A cuba em aço inoxidável 304 é compatível com vinho quente com especiarias, cidra quente, cerveja quente do tipo Glühbier e infusões à base de sumo de fruta. Não é adequada para chocolate quente em serviço contínuo: a viscosidade do chocolate derretido forma depósitos na resistência submersa que carbonizam e alteram o sabor em poucas horas. Para o chocolate, devem ser preferidos os distribuidores de parede dupla com resistência periférica ou banho-maria. Uma limpeza imediata após cada serviço (enxaguamento com água quente, descalcificante alimentar para zonas com calcário, desmontagem completa da torneira) condiciona a longevidade a 5 a 8 temporadas.

Em serviços para eventos ao ar livre, o isolamento térmico do recipiente torna-se determinante. Um recipiente de parede simples sem isolamento perde 15 a 20 °C em 30 minutos a uma temperatura ambiente de 0 °C com vento. Os modelos com parede dupla em aço inoxidável ou manga isolante mantêm a temperatura sem solicitar a resistência de forma contínua, o que reduz o consumo efetivo para bem abaixo dos 3 kW nominais — frequentemente entre 900 W e 1,2 kW na fase de manutenção. Este dado é fundamental para os organizadores que gerem geradores ou ligações temporárias com capacidade limitada.

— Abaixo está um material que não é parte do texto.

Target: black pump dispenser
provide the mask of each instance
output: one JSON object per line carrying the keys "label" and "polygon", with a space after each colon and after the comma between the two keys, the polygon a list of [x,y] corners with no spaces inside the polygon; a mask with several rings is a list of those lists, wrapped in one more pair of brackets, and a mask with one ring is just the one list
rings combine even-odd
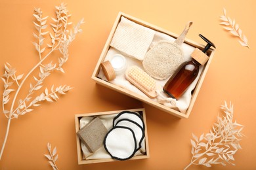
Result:
{"label": "black pump dispenser", "polygon": [[202,51],[198,48],[191,54],[191,60],[181,65],[163,86],[163,90],[169,96],[176,99],[184,94],[190,84],[196,79],[199,73],[199,67],[203,65],[209,57],[205,52],[213,46],[216,48],[213,42],[200,34],[199,36],[207,44]]}

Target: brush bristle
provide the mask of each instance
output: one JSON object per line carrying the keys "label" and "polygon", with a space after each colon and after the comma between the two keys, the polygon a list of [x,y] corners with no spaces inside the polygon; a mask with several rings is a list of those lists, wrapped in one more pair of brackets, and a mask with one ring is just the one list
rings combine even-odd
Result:
{"label": "brush bristle", "polygon": [[156,88],[156,80],[137,66],[131,67],[128,71],[128,75],[147,91]]}

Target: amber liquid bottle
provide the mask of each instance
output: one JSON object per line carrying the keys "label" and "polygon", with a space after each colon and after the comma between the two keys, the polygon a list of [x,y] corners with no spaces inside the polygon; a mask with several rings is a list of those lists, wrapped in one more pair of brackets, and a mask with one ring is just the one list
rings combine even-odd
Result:
{"label": "amber liquid bottle", "polygon": [[200,34],[199,36],[207,42],[205,48],[203,51],[196,48],[191,54],[191,60],[181,64],[163,86],[163,92],[172,98],[176,99],[180,98],[196,79],[198,75],[200,66],[203,65],[208,60],[208,56],[205,54],[205,52],[211,46],[215,48],[213,43],[203,35]]}

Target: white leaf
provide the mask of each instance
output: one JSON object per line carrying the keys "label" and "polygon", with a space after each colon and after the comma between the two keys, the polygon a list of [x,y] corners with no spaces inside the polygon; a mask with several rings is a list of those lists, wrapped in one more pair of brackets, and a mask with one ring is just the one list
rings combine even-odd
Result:
{"label": "white leaf", "polygon": [[7,113],[9,113],[9,112],[10,112],[10,111],[9,111],[9,110],[3,110],[3,113],[4,114],[7,114]]}
{"label": "white leaf", "polygon": [[223,8],[223,13],[226,16],[226,11],[225,8]]}
{"label": "white leaf", "polygon": [[246,43],[245,43],[244,42],[241,41],[240,40],[238,40],[238,41],[241,44],[242,46],[247,46],[247,44]]}
{"label": "white leaf", "polygon": [[58,160],[58,155],[56,155],[54,158],[54,162],[56,162]]}
{"label": "white leaf", "polygon": [[211,164],[208,163],[204,163],[203,165],[205,165],[205,167],[211,167]]}
{"label": "white leaf", "polygon": [[52,19],[53,19],[53,20],[54,22],[58,22],[57,20],[56,20],[54,18],[52,18]]}
{"label": "white leaf", "polygon": [[234,31],[234,30],[231,30],[230,33],[232,34],[233,34],[234,35],[235,35],[235,36],[239,36],[238,33],[236,31]]}
{"label": "white leaf", "polygon": [[233,30],[233,29],[232,27],[223,27],[224,29],[226,29],[226,30],[228,30],[228,31],[231,31],[231,30]]}
{"label": "white leaf", "polygon": [[45,26],[43,26],[41,27],[42,29],[45,29],[45,28],[47,28],[47,25],[45,25]]}
{"label": "white leaf", "polygon": [[52,48],[52,47],[53,47],[52,45],[49,45],[49,44],[47,44],[47,46],[48,46],[49,48]]}
{"label": "white leaf", "polygon": [[51,152],[51,143],[47,143],[47,148],[48,148],[48,151],[49,152]]}
{"label": "white leaf", "polygon": [[35,88],[34,88],[34,90],[39,90],[41,87],[43,87],[43,86],[36,86]]}
{"label": "white leaf", "polygon": [[49,163],[50,163],[50,165],[54,168],[55,167],[54,164],[53,164],[53,163],[51,161],[49,162]]}
{"label": "white leaf", "polygon": [[195,150],[194,148],[192,147],[191,148],[191,154],[192,154],[192,155],[194,155],[194,154],[195,153],[194,150]]}
{"label": "white leaf", "polygon": [[17,114],[16,114],[16,113],[13,113],[13,114],[12,114],[12,116],[13,116],[13,117],[14,117],[14,118],[18,118],[18,115]]}
{"label": "white leaf", "polygon": [[203,154],[198,154],[195,155],[194,157],[197,158],[200,158],[200,156],[202,156],[203,155]]}
{"label": "white leaf", "polygon": [[226,18],[224,16],[221,16],[221,20],[224,22],[228,22],[228,18]]}
{"label": "white leaf", "polygon": [[41,50],[40,53],[43,52],[45,51],[45,47],[44,47],[43,48],[42,48],[42,49]]}
{"label": "white leaf", "polygon": [[213,153],[206,153],[206,154],[207,155],[207,156],[214,156],[214,155],[215,155],[215,154],[213,154]]}
{"label": "white leaf", "polygon": [[52,35],[51,33],[50,33],[50,37],[52,39],[53,39],[54,38],[54,37],[53,37],[53,35]]}
{"label": "white leaf", "polygon": [[33,33],[33,36],[34,36],[35,38],[37,38],[37,39],[39,39],[39,37],[35,33]]}
{"label": "white leaf", "polygon": [[196,140],[196,141],[198,143],[198,138],[197,136],[196,136],[194,133],[192,133],[192,137],[193,138]]}
{"label": "white leaf", "polygon": [[203,146],[203,147],[205,147],[206,146],[206,144],[204,143],[200,143],[198,144],[199,146]]}
{"label": "white leaf", "polygon": [[26,111],[27,112],[31,112],[31,111],[32,111],[33,110],[33,109],[26,109]]}
{"label": "white leaf", "polygon": [[35,26],[40,27],[40,26],[36,24],[35,22],[33,22],[33,23],[35,24]]}
{"label": "white leaf", "polygon": [[196,148],[196,143],[193,140],[190,139],[191,144],[194,148]]}
{"label": "white leaf", "polygon": [[206,160],[207,160],[206,158],[202,158],[201,160],[199,160],[198,163],[202,165],[205,162]]}
{"label": "white leaf", "polygon": [[238,24],[236,24],[236,31],[238,31],[238,29],[239,29],[239,25]]}
{"label": "white leaf", "polygon": [[45,94],[46,95],[48,95],[48,89],[47,88],[45,90]]}
{"label": "white leaf", "polygon": [[49,97],[45,97],[45,99],[46,99],[47,101],[48,101],[53,102],[53,101],[51,98],[49,98]]}
{"label": "white leaf", "polygon": [[41,25],[45,25],[47,20],[43,21],[41,23]]}
{"label": "white leaf", "polygon": [[230,24],[229,24],[229,22],[222,22],[219,24],[221,24],[221,25],[225,25],[225,26],[230,25]]}
{"label": "white leaf", "polygon": [[1,77],[1,78],[2,79],[2,80],[3,81],[3,82],[4,82],[5,84],[6,84],[5,79],[4,78],[3,78],[3,77]]}
{"label": "white leaf", "polygon": [[48,17],[49,17],[49,16],[45,16],[45,18],[42,18],[42,20],[46,20],[46,19],[47,19],[47,18],[48,18]]}

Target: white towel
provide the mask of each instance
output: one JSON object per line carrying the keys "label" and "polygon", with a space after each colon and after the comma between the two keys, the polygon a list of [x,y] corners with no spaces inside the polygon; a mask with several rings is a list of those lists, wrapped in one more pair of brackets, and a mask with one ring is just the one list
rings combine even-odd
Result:
{"label": "white towel", "polygon": [[155,32],[122,16],[110,46],[130,57],[142,60]]}

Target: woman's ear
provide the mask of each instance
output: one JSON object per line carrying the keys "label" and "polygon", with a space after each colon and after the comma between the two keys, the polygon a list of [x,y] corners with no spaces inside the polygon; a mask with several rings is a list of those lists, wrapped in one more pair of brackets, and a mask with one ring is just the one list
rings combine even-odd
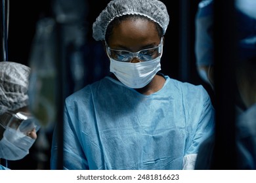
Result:
{"label": "woman's ear", "polygon": [[105,54],[107,54],[107,51],[106,51],[106,41],[102,41],[102,45],[103,45],[103,47],[104,47],[104,50],[105,51]]}

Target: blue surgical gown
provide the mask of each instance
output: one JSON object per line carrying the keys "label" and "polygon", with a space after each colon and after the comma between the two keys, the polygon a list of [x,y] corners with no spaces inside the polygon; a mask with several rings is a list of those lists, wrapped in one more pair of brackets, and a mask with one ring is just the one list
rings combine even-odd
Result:
{"label": "blue surgical gown", "polygon": [[149,95],[106,76],[67,97],[64,169],[182,169],[184,156],[213,133],[214,109],[202,86],[165,77]]}

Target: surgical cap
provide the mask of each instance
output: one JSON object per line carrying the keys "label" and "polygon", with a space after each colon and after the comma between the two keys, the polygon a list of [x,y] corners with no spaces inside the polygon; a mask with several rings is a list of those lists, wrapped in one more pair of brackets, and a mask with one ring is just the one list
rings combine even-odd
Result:
{"label": "surgical cap", "polygon": [[[200,66],[213,65],[213,1],[201,1],[196,16],[195,54],[196,64]],[[256,19],[242,12],[238,7],[236,13],[238,56],[240,60],[244,60],[256,56]]]}
{"label": "surgical cap", "polygon": [[93,37],[96,41],[105,40],[106,29],[116,18],[127,14],[139,14],[158,23],[163,34],[169,18],[165,5],[158,0],[113,0],[108,3],[93,25]]}
{"label": "surgical cap", "polygon": [[0,115],[28,105],[30,72],[21,63],[0,61]]}

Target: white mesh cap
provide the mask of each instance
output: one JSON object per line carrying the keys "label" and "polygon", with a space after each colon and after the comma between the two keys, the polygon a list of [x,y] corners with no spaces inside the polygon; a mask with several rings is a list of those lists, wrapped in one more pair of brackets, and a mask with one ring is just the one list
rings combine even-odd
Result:
{"label": "white mesh cap", "polygon": [[21,63],[0,61],[0,115],[28,105],[30,68]]}
{"label": "white mesh cap", "polygon": [[96,41],[105,40],[106,30],[117,16],[126,14],[144,16],[158,23],[163,34],[167,28],[169,18],[165,5],[158,0],[113,0],[108,3],[93,25],[93,37]]}

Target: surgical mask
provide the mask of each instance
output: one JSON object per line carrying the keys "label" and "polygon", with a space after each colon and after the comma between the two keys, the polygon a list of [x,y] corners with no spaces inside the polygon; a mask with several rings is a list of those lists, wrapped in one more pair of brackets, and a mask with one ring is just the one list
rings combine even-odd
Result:
{"label": "surgical mask", "polygon": [[35,141],[19,130],[7,127],[0,141],[0,158],[7,160],[22,159],[28,154]]}
{"label": "surgical mask", "polygon": [[161,70],[161,54],[158,58],[139,63],[122,62],[111,58],[110,72],[131,88],[141,88],[147,85]]}

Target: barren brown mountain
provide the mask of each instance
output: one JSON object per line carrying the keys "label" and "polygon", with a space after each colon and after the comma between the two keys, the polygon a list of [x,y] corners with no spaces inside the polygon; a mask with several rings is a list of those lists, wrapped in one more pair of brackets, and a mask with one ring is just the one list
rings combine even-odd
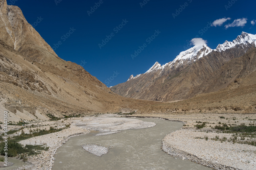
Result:
{"label": "barren brown mountain", "polygon": [[[157,62],[145,73],[135,77],[132,75],[126,82],[112,87],[111,89],[114,93],[124,97],[164,102],[185,99],[197,94],[217,91],[226,87],[236,78],[229,80],[228,82],[222,80],[218,73],[215,74],[214,73],[221,70],[221,70],[226,70],[228,76],[232,76],[233,73],[230,72],[232,71],[232,67],[221,67],[233,59],[240,57],[248,49],[254,48],[254,42],[244,43],[241,40],[247,39],[249,36],[243,32],[234,40],[240,43],[233,48],[226,49],[227,46],[225,45],[226,48],[223,48],[225,50],[222,50],[220,49],[221,47],[220,45],[217,50],[212,50],[205,56],[203,52],[205,51],[205,47],[195,52],[195,46],[196,47],[181,53],[184,54],[180,54],[173,61],[162,66]],[[189,53],[190,53],[188,54]],[[183,59],[186,55],[192,56],[193,53],[195,54],[194,58]],[[202,54],[203,57],[199,58],[198,56]],[[232,63],[233,67],[239,64]],[[251,69],[244,74],[249,74],[255,71]],[[213,77],[214,76],[218,76],[218,79]],[[246,79],[247,77],[244,78]],[[213,80],[215,80],[215,82],[212,81]]]}
{"label": "barren brown mountain", "polygon": [[13,117],[27,111],[37,117],[127,112],[155,103],[117,95],[81,66],[61,59],[17,7],[0,0],[0,14],[1,103]]}

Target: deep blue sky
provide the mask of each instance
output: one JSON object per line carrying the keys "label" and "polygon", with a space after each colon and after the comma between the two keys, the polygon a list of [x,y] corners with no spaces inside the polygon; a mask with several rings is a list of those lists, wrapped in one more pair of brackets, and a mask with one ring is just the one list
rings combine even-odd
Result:
{"label": "deep blue sky", "polygon": [[[13,5],[20,8],[31,25],[38,17],[43,19],[35,29],[52,47],[62,41],[55,50],[60,58],[79,64],[81,61],[87,62],[82,63],[84,69],[103,83],[114,71],[120,73],[106,83],[108,87],[126,81],[131,74],[145,73],[156,61],[163,64],[172,61],[197,35],[214,49],[242,31],[256,34],[256,24],[250,23],[256,20],[255,1],[233,0],[234,3],[227,10],[229,1],[223,0],[150,0],[142,8],[140,3],[143,0],[102,0],[89,16],[87,11],[99,0],[62,0],[56,5],[61,0],[14,0]],[[185,2],[188,6],[174,18],[172,14]],[[9,0],[7,3],[12,3]],[[211,27],[202,35],[199,33],[208,22],[225,17],[231,19],[221,26]],[[225,29],[225,24],[242,18],[248,19],[243,28]],[[116,33],[113,29],[126,19],[129,22]],[[63,42],[62,36],[73,27],[76,30]],[[131,55],[147,43],[146,39],[156,30],[161,33],[133,60]],[[112,33],[115,36],[100,49],[98,44]]]}

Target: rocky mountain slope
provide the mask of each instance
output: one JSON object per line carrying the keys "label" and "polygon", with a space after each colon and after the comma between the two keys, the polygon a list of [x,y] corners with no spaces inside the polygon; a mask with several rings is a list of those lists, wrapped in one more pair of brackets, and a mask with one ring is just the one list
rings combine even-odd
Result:
{"label": "rocky mountain slope", "polygon": [[6,0],[0,0],[0,114],[9,110],[9,121],[129,112],[155,103],[117,95],[81,66],[61,59]]}
{"label": "rocky mountain slope", "polygon": [[220,79],[211,84],[209,80],[215,79],[213,73],[254,48],[255,39],[256,35],[243,32],[233,42],[226,41],[214,50],[206,44],[195,46],[181,53],[173,61],[162,66],[156,62],[145,73],[132,75],[127,81],[111,89],[123,96],[161,101],[216,91],[230,82]]}

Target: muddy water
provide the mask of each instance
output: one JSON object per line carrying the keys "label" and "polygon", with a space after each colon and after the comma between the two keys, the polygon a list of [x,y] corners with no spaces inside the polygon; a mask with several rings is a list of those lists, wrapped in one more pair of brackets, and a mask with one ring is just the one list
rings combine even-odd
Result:
{"label": "muddy water", "polygon": [[[72,138],[57,150],[53,169],[212,169],[188,160],[175,159],[161,150],[165,135],[180,129],[182,124],[156,119],[137,119],[154,122],[156,125],[102,136],[94,136],[94,132]],[[100,157],[80,146],[86,144],[113,148]]]}
{"label": "muddy water", "polygon": [[27,164],[20,161],[19,159],[12,158],[8,158],[8,162],[12,162],[14,164],[13,164],[13,165],[10,166],[0,168],[0,170],[13,169],[15,168],[19,167],[20,166],[22,166],[23,165],[25,166],[27,165]]}

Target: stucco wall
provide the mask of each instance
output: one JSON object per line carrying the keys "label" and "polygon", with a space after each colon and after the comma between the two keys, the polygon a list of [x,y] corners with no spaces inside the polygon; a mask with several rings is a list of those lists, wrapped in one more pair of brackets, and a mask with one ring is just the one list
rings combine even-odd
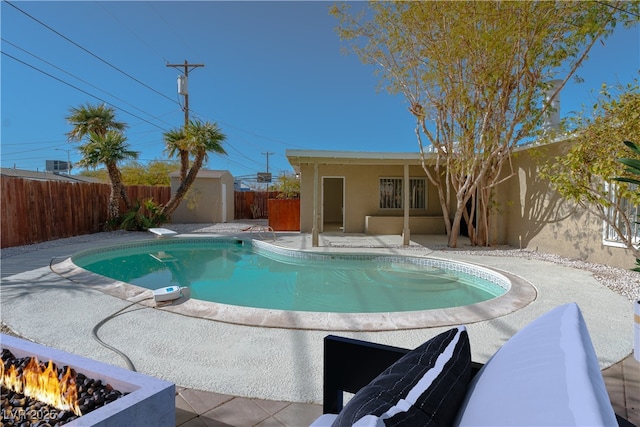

Instalação e conformidade para utilização em espaços públicos

Em França, o serviço de bebidas alcoólicas num stand de eventos ou num mercado está sujeito às regras relativas ao serviço temporário de bebidas (licença de bar, declaração na Câmara Municipal). O próprio equipamento deve estar em conformidade com a CE (diretiva de baixa tensão 2014/35/UE, diretiva EMC 2014/30/UE) e ostentar a marcação correspondente. Uma máquina de vinho quente de 3 kW sem marcação CE não pode, legalmente, ser utilizada num espaço aberto ao público sujeito a inspeção. Os modelos profissionais incluem um cabo de alimentação H05VV-F 3G2,5 mm² com um comprimento até 3 m, compatível com um prolongador de obra de 2,5 mm² para distâncias maiores — os prolongadores leves de 1,5 mm² para uso doméstico não estão dimensionados para 13 A em carga permanente.

A limpeza no final do serviço deve ser tratada como um procedimento operacional, não como uma opção. O vinho quente com especiarias deixa na cuba resíduos de taninos, pectinas e óleos essenciais (canela, anis estrelado) que formam uma biofilme ácida se a cuba não for enxaguada nas duas horas seguintes ao fim do serviço. Esta biofilme altera o sabor das preparações seguintes e acelera a corrosão das juntas. O protocolo mínimo: enxaguamento com água quente a 60 °C, descalcificante de ácido cítrico a 1 % para os depósitos calcários, enxaguamento final com água fria, secagem ao ar com o recipiente aberto. Este protocolo prolonga a vida útil do equipamento em 40 a 60 % em comparação com um simples enxaguamento com água fria.